In college he’d majored in political science, and had been an active member of his university’s ROTC program. So it was not a surprise when the CIA had offered him a job at graduation. Juan Cabrillo was just what they were seeking in new agents. He was bright without being bookish, stable without being boring, and flexible without being outlandish.

Trained in Spanish, Russian, and Arabic, he’d proved a master at disguise and stealth. Inserted into a country, he could read the pulse of the people instinctively. Fearless but controlled, within a few short years he’d become a valuable asset.

Then came Nicaragua.

Teamed with another agent, he and his partner had been ordered to stem the growth of the pro-communist Sandinistas, and at first Cabrillo had made inroads. But within a year the situation had spun out of control. It was the oldest story in the world—too many chiefs and not enough Indians. Chiefs in Washington calling the shots, native Indians in Nicaragua paying the price. And when bombs had burst, the fallout had blown back in their faces.

Cabrillo had been one of the fall guys, and he’d taken the hit for his partner.

Now the partner, high up the ladder at the CIA, was repaying the favor. The man had been funneling jobs to the Corporation almost since their inception, but he’d yet to offer one with a potential payday this large.

And all Cabrillo and his team needed to do was to accomplish the impossible.

WHILE Cabrillo finished his bath and got dressed, Kasim and Lincoln continued their watch. By the time they were relieved at midnight, Kasim would log one more whale, Lincoln would have played thirty-two games of Klondike, and both men would have read three of the magazines that had been loaded aboard in San Juan. Lincoln tended to aviation periodicals, Kasim automobile digests.

Quite frankly, there was little work for the two men—the Oregon ran herself.

THIRTY minutes later—clean and dressed in tan slacks, a starched white shirt and a Bill Blass blazer—Juan Rodriguez Cabrillo was sitting at the large mahogany conference table in the corporate meeting room. Linda Ross was across the table, sipping a Diet Coke. Eddie Seng sat next to Ross, flipping through a stack of papers. Mark Murphy was farther down the table, stroking a throwing knife against a leather strap. Murphy found the action relaxing and he tested the edge against a piece of paper.
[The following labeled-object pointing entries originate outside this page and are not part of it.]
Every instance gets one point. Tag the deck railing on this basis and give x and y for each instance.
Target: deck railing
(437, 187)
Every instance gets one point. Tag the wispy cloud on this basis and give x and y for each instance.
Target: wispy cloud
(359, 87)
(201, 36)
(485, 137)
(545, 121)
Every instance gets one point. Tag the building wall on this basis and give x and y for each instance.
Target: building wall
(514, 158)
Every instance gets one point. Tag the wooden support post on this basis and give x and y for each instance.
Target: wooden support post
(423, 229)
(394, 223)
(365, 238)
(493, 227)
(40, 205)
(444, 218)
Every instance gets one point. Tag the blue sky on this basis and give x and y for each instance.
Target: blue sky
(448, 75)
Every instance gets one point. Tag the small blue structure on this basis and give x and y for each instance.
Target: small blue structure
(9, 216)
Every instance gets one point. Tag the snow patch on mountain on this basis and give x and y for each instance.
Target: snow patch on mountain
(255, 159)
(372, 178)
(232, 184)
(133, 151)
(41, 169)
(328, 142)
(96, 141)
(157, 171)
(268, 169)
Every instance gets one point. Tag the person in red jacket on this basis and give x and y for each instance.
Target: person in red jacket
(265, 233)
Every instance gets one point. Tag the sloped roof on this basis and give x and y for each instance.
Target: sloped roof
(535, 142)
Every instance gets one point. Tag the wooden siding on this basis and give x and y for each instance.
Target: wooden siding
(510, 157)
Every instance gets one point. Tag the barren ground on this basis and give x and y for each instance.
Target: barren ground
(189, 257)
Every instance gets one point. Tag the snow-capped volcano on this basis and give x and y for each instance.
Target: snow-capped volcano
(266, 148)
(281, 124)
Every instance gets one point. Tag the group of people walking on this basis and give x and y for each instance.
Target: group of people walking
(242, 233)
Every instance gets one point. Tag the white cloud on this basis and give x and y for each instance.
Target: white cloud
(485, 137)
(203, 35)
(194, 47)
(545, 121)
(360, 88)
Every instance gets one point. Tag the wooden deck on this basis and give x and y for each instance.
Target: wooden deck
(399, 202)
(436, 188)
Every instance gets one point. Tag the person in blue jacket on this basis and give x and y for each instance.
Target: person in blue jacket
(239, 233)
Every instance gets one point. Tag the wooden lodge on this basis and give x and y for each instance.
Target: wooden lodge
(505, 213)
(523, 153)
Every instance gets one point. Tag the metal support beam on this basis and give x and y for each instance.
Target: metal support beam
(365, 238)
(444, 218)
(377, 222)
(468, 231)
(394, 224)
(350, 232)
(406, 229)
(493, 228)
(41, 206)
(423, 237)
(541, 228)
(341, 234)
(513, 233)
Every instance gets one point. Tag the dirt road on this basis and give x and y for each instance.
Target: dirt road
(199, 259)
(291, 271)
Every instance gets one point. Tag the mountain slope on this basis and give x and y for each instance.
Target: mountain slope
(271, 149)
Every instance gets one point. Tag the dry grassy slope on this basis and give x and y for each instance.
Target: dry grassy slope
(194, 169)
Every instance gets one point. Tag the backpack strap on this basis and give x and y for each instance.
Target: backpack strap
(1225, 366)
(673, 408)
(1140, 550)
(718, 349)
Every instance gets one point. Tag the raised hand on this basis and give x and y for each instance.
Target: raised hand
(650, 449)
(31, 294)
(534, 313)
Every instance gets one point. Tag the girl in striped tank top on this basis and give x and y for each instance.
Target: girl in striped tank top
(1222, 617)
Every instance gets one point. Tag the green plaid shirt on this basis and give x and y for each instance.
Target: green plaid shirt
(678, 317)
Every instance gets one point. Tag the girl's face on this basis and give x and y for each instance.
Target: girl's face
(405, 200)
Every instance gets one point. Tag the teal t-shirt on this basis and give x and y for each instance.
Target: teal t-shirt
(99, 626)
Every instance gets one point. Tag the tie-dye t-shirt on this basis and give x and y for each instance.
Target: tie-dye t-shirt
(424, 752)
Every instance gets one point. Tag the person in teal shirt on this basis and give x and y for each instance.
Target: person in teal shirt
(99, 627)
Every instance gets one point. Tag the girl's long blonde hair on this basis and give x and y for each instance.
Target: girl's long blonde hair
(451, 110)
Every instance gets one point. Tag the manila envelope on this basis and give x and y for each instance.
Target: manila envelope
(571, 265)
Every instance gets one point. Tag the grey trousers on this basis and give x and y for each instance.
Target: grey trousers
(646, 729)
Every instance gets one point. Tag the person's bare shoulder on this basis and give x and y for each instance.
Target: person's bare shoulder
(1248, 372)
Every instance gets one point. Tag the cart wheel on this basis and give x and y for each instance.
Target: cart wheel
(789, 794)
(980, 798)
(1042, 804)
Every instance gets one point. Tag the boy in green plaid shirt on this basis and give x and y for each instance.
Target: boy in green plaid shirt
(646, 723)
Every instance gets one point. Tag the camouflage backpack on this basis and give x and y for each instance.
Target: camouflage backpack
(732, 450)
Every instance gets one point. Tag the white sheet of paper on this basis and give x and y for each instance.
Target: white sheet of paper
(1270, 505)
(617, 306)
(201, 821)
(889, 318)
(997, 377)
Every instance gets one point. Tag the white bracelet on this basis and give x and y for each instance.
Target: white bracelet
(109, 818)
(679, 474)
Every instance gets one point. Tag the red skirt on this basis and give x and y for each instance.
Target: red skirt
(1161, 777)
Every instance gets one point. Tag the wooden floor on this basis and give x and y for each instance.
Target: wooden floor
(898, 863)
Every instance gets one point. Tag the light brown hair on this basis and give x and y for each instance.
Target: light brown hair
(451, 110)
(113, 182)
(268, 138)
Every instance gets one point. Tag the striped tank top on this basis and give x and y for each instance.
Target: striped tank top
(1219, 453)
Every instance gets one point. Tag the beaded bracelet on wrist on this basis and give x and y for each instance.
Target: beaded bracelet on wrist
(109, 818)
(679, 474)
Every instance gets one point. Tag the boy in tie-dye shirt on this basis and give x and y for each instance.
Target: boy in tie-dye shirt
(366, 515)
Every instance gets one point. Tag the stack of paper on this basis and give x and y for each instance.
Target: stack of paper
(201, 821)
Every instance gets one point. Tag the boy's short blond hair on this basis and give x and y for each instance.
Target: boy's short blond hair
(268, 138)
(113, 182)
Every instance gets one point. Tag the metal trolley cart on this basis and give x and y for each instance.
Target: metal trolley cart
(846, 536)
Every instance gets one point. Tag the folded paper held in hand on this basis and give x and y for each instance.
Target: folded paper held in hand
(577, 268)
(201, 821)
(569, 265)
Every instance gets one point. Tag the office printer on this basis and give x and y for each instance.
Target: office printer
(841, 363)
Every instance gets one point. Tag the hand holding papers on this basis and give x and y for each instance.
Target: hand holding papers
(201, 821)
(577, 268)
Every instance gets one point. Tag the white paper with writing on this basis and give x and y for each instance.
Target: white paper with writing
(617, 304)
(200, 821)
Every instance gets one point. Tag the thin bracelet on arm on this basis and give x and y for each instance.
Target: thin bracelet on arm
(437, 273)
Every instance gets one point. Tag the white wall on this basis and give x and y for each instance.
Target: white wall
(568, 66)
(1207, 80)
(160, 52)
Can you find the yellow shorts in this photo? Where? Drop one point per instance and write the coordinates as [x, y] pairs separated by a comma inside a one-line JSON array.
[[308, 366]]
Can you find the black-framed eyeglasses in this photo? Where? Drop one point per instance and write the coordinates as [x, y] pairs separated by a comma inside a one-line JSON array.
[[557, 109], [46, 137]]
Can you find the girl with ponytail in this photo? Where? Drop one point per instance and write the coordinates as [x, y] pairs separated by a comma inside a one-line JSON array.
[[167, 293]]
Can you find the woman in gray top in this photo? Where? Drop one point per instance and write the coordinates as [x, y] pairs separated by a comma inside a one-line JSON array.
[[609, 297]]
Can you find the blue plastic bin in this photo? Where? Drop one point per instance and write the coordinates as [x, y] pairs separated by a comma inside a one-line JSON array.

“How did the auction go?” Max Hanley asked.

“The target brought two hundred million,” Cabrillo said easily.

“Wow,” Ross said, “that’s a hefty price.”

At the end of the table, in front of a bank of floor-to-ceiling monitors that were currently blank, Michael Halpert turned on a laser pointer, then pressed the remote for the monitors. He waited for Cabrillo, who nodded for him to start.

“The job came from Washington to our lawyer in Vaduz, Liechtenstein: a standard performance contract, half now, half on delivery. Five million of the ten-million-dollar fee has already been received. It was washed through our bank in Vanuatu, then transferred to South Africa and used to purchase gold bullion, as we all agreed.”